In an article on Wall Street Journal, Dan Gallagher reported that despite of the fact that Google Inc (NASDAQ:GOOGL) has disappointed investors with its latest quarterly, it still remains the web juggernaut. It generated $22 billion in operations last year. There is no one to challenge Google Inc (NASDAQ:GOOGL) in ads business, at least for the short term.
The source said that the problem with Google Inc (NASDAQ:GOOGL) is that it does not disclose much details about its mains businesses. No statement or prediction can be made about Youtube and Android, two of the strongest components of Google businesses. Google Inc (NASDAQ:GOOGL) robots does not have the monetizing potential for Google, the source thinks.
Gallagher thinks that investors will not bet on Google Inc (NASDAQ:GOOGL) until the company shows some strong numbers. Google will have to reorient its mobile strategy and work on its core business. Google is heavily investing on areas that have zero monetizing potential in the short term. For example, genomics, Space, DNA sequencing are some of the areas Google Inc (NASDAQ:GOOGL) is interested but investors are not.
The source mentioned some numbers from the latest Q4 report of Google Inc (NASDAQ:GOOGL).

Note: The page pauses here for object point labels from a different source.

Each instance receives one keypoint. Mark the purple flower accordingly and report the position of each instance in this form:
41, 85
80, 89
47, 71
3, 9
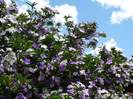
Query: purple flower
2, 2
26, 61
24, 88
70, 89
62, 67
20, 96
109, 61
42, 65
55, 81
73, 63
1, 68
35, 46
72, 49
42, 31
85, 94
100, 80
50, 67
12, 9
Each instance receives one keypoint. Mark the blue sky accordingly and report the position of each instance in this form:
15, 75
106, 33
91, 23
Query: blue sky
114, 17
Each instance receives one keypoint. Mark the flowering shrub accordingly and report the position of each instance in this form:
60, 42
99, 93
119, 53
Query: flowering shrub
37, 62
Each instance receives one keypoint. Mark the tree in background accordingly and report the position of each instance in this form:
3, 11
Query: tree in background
36, 61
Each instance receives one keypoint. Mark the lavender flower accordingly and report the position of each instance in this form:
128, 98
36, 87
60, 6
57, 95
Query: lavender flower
70, 89
12, 9
2, 2
26, 61
50, 67
20, 96
62, 67
1, 68
24, 88
109, 61
42, 65
42, 31
85, 94
35, 46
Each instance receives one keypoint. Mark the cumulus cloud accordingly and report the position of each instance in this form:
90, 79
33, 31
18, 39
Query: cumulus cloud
63, 10
123, 9
66, 10
108, 44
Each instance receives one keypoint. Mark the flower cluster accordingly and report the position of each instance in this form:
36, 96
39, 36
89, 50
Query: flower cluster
37, 62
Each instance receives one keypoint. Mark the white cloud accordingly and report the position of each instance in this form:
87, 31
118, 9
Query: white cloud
64, 9
41, 3
108, 44
123, 9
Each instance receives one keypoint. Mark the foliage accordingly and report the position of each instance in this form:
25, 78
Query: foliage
37, 62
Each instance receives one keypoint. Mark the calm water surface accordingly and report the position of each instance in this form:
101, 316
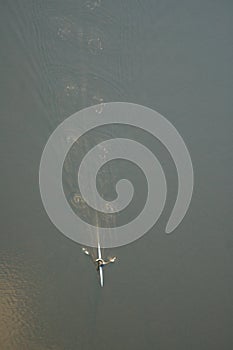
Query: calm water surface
164, 292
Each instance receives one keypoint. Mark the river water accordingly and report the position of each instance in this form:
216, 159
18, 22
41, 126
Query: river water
164, 291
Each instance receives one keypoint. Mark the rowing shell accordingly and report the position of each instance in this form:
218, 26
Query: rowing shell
101, 270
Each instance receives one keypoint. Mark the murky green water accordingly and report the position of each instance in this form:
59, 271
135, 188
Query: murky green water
164, 292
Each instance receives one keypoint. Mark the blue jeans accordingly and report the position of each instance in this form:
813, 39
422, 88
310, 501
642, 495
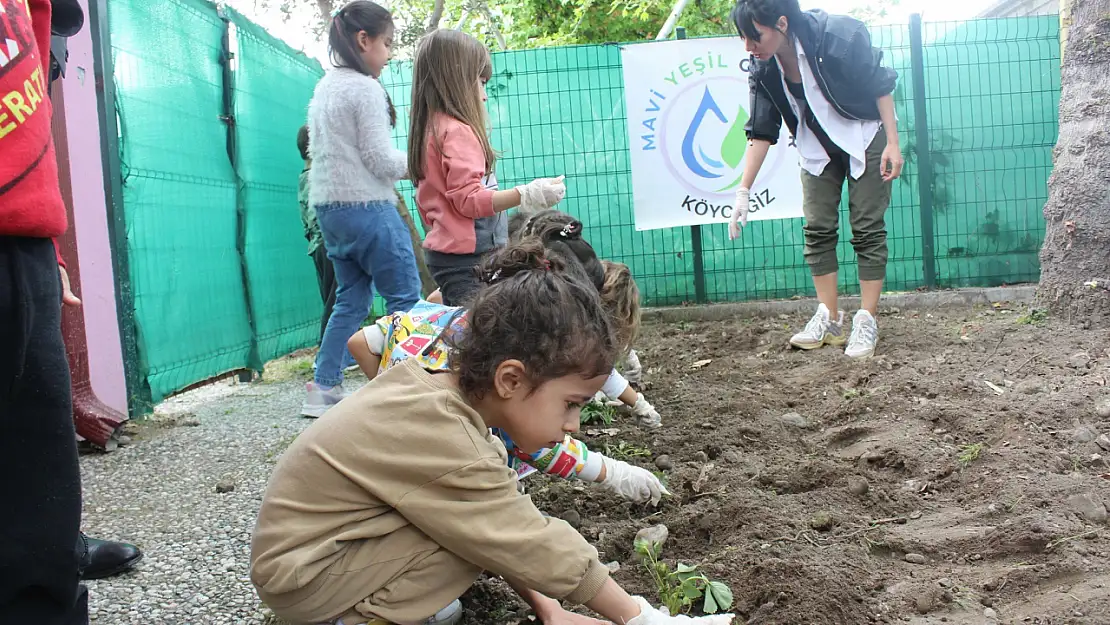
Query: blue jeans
369, 245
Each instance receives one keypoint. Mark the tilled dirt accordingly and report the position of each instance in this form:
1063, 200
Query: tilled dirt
974, 440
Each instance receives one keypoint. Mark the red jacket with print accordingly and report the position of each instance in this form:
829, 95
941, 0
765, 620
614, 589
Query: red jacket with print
30, 199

Paid clicks grew by 14% year over year whereas the Wall Street’s expectations were around 17%. Paid clicks is always a key metric in determining the ads business of Google Inc (NASDAQ:GOOGL).
The source also claimed that in the past few months, Google Inc (NASDAQ:GOOGL)’s market value came down by 14% to $55 billion, which depleted the expectations from the company for the quarter. Otherwise, the fallout from investors would have been huge.
David Tepper’s Appaloosa Management Lp owns around 600,000 Google Inc (NASDAQ:GOOGL) shares.